The commission proved scale, prestige, and connections with Edinburgh’s elite. In 1947 the company repeated the feat for Princess Elizabeth and Philip Mountbatten.

From family shop to United Biscuits in 1948, to Yıldız Holding in 2014 and Pladis Global in 2016, McVitie’s has moved from local bakery to industrial-scale global brand.

Behaviour

Advertising signals warmth and routine. Ritual is explicit. The brand campaigns to “bring back the biscuit break” and ties itself to tea-time.

Price sits mid-market. Multipacks and supermarket promotions sustain volume but cap margin. McVitie’s reaches 77% of UK households, built on habit rather than novelty.

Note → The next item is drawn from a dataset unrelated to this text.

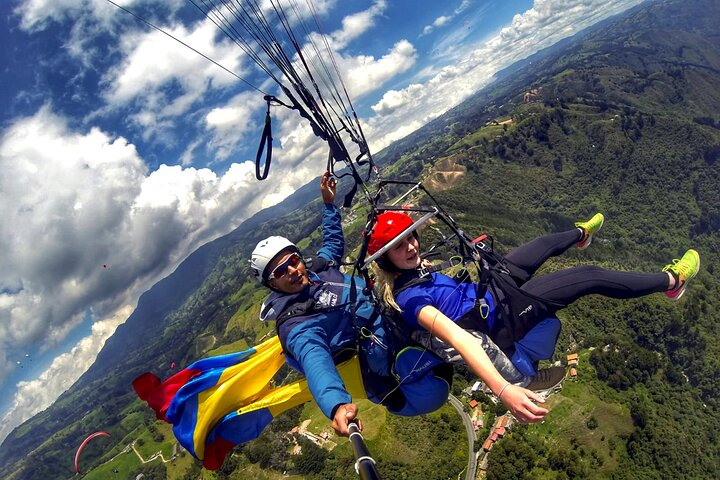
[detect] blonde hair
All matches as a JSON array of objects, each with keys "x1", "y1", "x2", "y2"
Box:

The footprint is wide: 26 bakeries in 11 countries, sales in over 110.

Media

  • Television. Core channel, from Sweeet to Sweeter Together, heavy in family slots.
  • Outdoor. Used for masterbrand pushes, often tied to ritual cues.
  • Social. Instagram core; TikTok growing under True Originals; Facebook promotion-led; Twitter/X mainly PR.
  • YouTube. Houses campaign films but underused strategically.
  • Influencers. Instagram and TikTok lifestyle creators show rituals and hacks.
  • In-store. Supermarket promotions, aisle takeovers, secondary placements. The aisle itself is the brand’s most consistent medium.

Proof

In 2023 “It’s Time for a Biscuit Break, Britain” lifted penetration by 4.5 points, added 0.2 share points, and doubled growth from 11% to 22%. Pladis reported UK revenue up 11% and operating profit up 15% in the same year.

Energies diagnosis

Stability. Familiar. Belonging and reassurance through routine. Cues are repeated, extensions are careful, reach is mass. The brand anchors itself in the everyday.

Distinctive assets

  • Digestives red and blue pack
  • Jaffa Cakes orange pack and name
  • Hobnobs yellow pack
  • McVitie’s name as shorthand for biscuits
  • The tea-and-biscuit ritual

Notable campaigns

  • Sweeet. Grey London. 2014–15. ECD Nils Leonard; CD Jonathan Marlow; Dir Owen Trevor (Passion Raw). Animals from packs tied biscuits to warmth and ritual. Sales uplift +5%.
  • Sweeter Together (Crane). Grey London. 2018. CD Nick Rowland; Dirs Smith & Foulkes (Nexus); VO Sally Hawkins; Music Peter Raeburn. Inclusion metaphor, £10m push. Equity gains short-lived.
  • Full Moon, Half Moon, Total Eclipse. Jaffa Cakes. TBWA\London. 1999. Dir Peter Webb. Consumption ritual turned cultural meme.
  • True Originals. TBWA\London. 2023. ECD Paul Jordan; CDs Ben Brazier, Johnny Ruthven; Dir Sam Pilling (Pulse Films); Strat Jess Smith. Sir Trevor McDonald fronted. Distinctiveness scores lifted.
  • It’s Time for a Biscuit Break, Britain. TBWA\London. 2023. Core Pladis UK team. Daily ritual tied to brand. Penetration +4.5pts, share +0.2.

Behavioural summary

  • Promise: McVitie’s is the nation’s biscuit break.
  • Proof: 77% of UK households buy the brand. Campaigns lifted share and growth in 2023.
  • Assets: packs (Digestives red/blue, Jaffa orange, Hobnobs yellow), McVitie’s name, biscuit ritual.
  • Repetition: comfort, sharing, routine. Tone flexes, core holds.
  • Defence: presence is the defence.
  • Differentiation: private label pressures price; Oreo pushes novelty; Fox’s plays premium. McVitie’s wins by owning the core aisle.
  • Culture: shorthand for biscuits in the UK. Tea-time memes prove the ritual remains live, even without brand input.

Challenges

  • Health. Origins in “digestive aid” jar with modern sugar and obesity debates.
  • Innovation. Few genuine hits beyond the icons.
  • Price. Reliance on promotions limits pricing power.
  • Campaign resets. Platform shifts risk fragmenting memory.
  • Heritage. Edinburgh roots faint in modern messaging.

Future outlook

  • Ritual reinforcement. Expand the biscuit break into workplaces, schools, digital.
  • Portfolio stretch. Healthier lines and portion packs must feel familiar, not radical.
  • Digital shelf. Distinctive packs need to translate to online retail.
  • Heritage recovery. Selective use of Edinburgh roots could strengthen trust.
  • Sustainable comfort. Frame £68m factory investment as proof of long-term stability and dependability.

Recommendation: growth comes from repetition with care. Small signals, constant presence, stronger memory.